- Conference: Big Sky Conference
- Record: 18–10 (9–5 Big Sky)
- Head coach: Joe Cravens (1st season);
- Home arena: Kibbie Dome

= 1993–94 Idaho Vandals men's basketball team =

American college basketball season

The 1993–94 Idaho Vandals men's basketball team represented the University of Idaho during the 1993–94 NCAA Division I men's basketball season. Members of the Big Sky Conference, the Vandals were led by first-year head coach Joe Cravens and played their home games on campus at the Kibbie Dome in Moscow, Idaho.

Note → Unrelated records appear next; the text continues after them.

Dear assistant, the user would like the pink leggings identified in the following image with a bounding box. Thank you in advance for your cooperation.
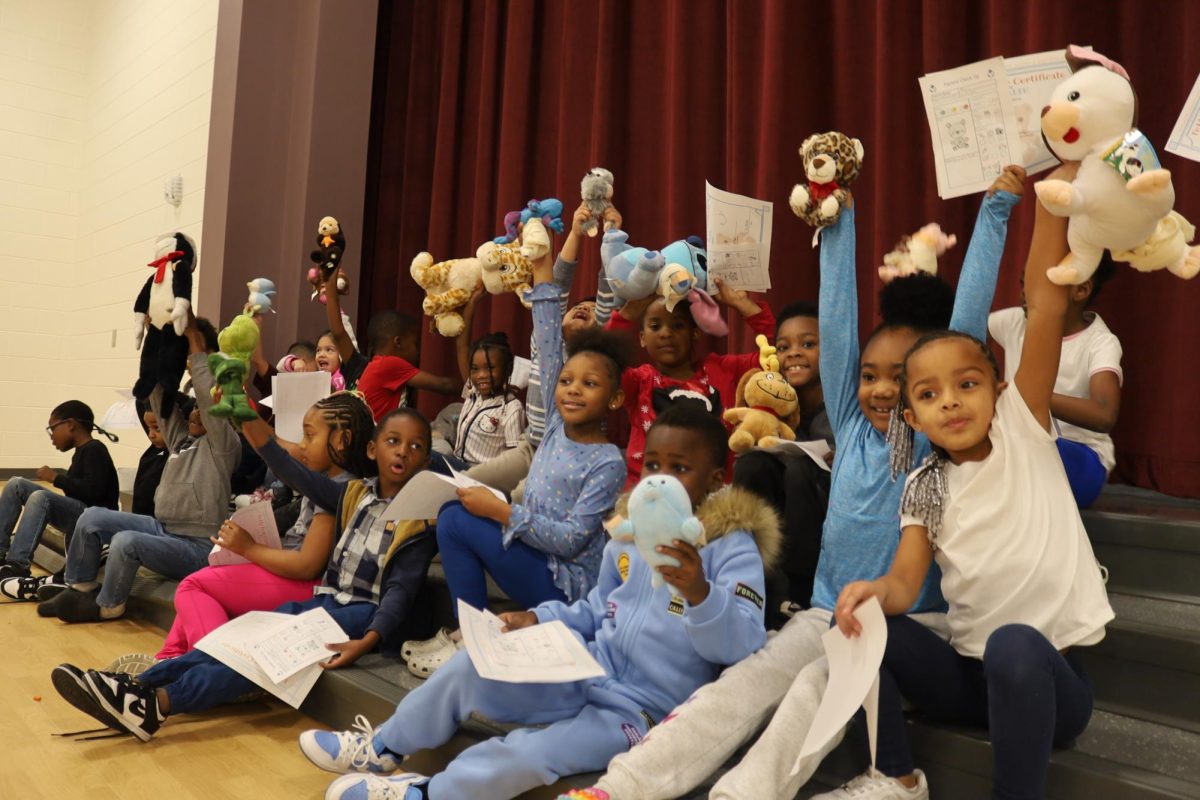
[156,563,319,659]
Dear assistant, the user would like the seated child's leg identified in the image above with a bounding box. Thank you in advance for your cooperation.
[158,564,319,659]
[64,509,160,586]
[594,609,831,800]
[0,477,44,550]
[1055,439,1107,508]
[465,439,535,496]
[874,615,988,779]
[6,491,86,569]
[710,656,834,800]
[99,531,211,610]
[427,699,648,800]
[374,649,589,763]
[982,624,1093,799]
[437,502,566,612]
[141,648,262,715]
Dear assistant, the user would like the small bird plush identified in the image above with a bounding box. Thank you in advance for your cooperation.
[611,474,705,590]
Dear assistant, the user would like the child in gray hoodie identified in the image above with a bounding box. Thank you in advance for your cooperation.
[39,318,241,623]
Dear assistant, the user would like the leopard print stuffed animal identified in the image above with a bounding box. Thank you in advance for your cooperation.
[789,132,864,228]
[476,237,534,308]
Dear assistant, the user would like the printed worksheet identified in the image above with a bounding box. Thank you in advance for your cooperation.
[705,182,773,292]
[1004,50,1074,173]
[249,606,349,683]
[195,611,325,708]
[459,600,606,683]
[272,371,331,441]
[1167,71,1200,163]
[919,57,1024,198]
[208,499,281,567]
[382,468,504,522]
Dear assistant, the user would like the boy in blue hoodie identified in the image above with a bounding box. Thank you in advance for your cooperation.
[299,402,781,800]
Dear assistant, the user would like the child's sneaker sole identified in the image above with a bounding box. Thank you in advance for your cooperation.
[50,664,126,734]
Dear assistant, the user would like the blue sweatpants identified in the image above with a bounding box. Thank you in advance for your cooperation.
[1056,439,1107,509]
[138,595,376,715]
[374,649,652,799]
[873,616,1093,800]
[436,501,566,614]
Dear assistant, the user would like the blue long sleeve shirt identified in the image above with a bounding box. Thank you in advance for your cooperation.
[810,191,1019,613]
[502,282,626,601]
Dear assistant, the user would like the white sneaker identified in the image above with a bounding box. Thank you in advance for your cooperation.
[299,714,401,775]
[324,772,427,800]
[811,768,928,799]
[404,637,461,679]
[400,627,452,660]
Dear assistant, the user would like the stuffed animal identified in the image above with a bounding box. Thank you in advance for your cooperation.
[133,232,197,419]
[245,277,277,315]
[723,335,799,453]
[493,198,566,245]
[1035,45,1200,284]
[601,229,725,334]
[878,224,958,283]
[307,216,351,303]
[477,239,534,308]
[788,132,864,229]
[410,251,483,337]
[580,167,615,238]
[207,314,261,422]
[610,474,705,590]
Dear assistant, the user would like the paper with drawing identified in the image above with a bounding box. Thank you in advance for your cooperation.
[705,182,773,292]
[459,600,607,683]
[1167,71,1200,163]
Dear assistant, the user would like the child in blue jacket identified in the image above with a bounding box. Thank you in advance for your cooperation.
[299,402,781,800]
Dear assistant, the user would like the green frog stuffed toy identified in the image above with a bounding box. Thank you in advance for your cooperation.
[207,313,260,422]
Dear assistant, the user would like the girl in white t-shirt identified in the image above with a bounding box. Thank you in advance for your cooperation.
[830,164,1114,800]
[451,315,526,468]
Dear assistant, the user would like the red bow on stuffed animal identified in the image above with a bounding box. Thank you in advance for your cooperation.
[807,181,840,202]
[147,250,185,283]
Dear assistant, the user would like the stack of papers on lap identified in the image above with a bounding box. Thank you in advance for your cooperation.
[195,607,348,708]
[382,468,505,522]
[459,600,606,684]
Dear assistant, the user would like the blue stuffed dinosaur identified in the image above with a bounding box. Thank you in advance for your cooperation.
[611,474,705,590]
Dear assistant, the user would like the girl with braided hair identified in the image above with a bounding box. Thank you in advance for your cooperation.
[834,162,1114,800]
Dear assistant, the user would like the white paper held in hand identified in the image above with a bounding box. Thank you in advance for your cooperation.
[248,606,350,683]
[760,439,833,472]
[208,499,282,567]
[705,182,773,291]
[272,371,331,441]
[458,600,606,683]
[919,57,1024,199]
[382,469,506,522]
[792,595,888,775]
[195,611,326,708]
[1167,71,1200,163]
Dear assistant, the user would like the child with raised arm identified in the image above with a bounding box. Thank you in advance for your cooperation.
[566,166,1025,800]
[51,406,440,742]
[607,266,777,489]
[403,230,627,676]
[0,401,119,600]
[988,255,1122,507]
[827,162,1112,800]
[298,403,777,800]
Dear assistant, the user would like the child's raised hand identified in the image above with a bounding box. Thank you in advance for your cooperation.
[210,520,254,555]
[571,203,595,237]
[498,611,538,632]
[601,204,623,232]
[834,580,882,638]
[657,540,710,606]
[35,466,56,483]
[988,165,1027,197]
[711,277,760,317]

The Vandals were 17–9 overall in the regular season and 9–5 in conference play, third in the league standings. At the conference tournament in Boise, the Vandals defeated sixth-seed Montana in the opening round, but lost to league runner-up Idaho State in the semifinals.

==Postseason results==

| Date time, TV | Rank^{#} | Opponent^{#} | Result | Record | Site (attendance) city, state |
Big Sky tournament
| Thu, March 10 5:35 pm | (3) | vs. (6) Montana Quarterfinal | W 74–63 | 18–9 | BSU Pavilion (5,103) Boise, Idaho |
| Fri, March 11 5:07 pm | (3) | vs. (2) Idaho State Semifinal | L 66–73 | 18–10 | BSU Pavilion (6,440) Boise, Idaho |
*Non-conference game. (#) Tournament seedings in parentheses. All times are in Pacific time.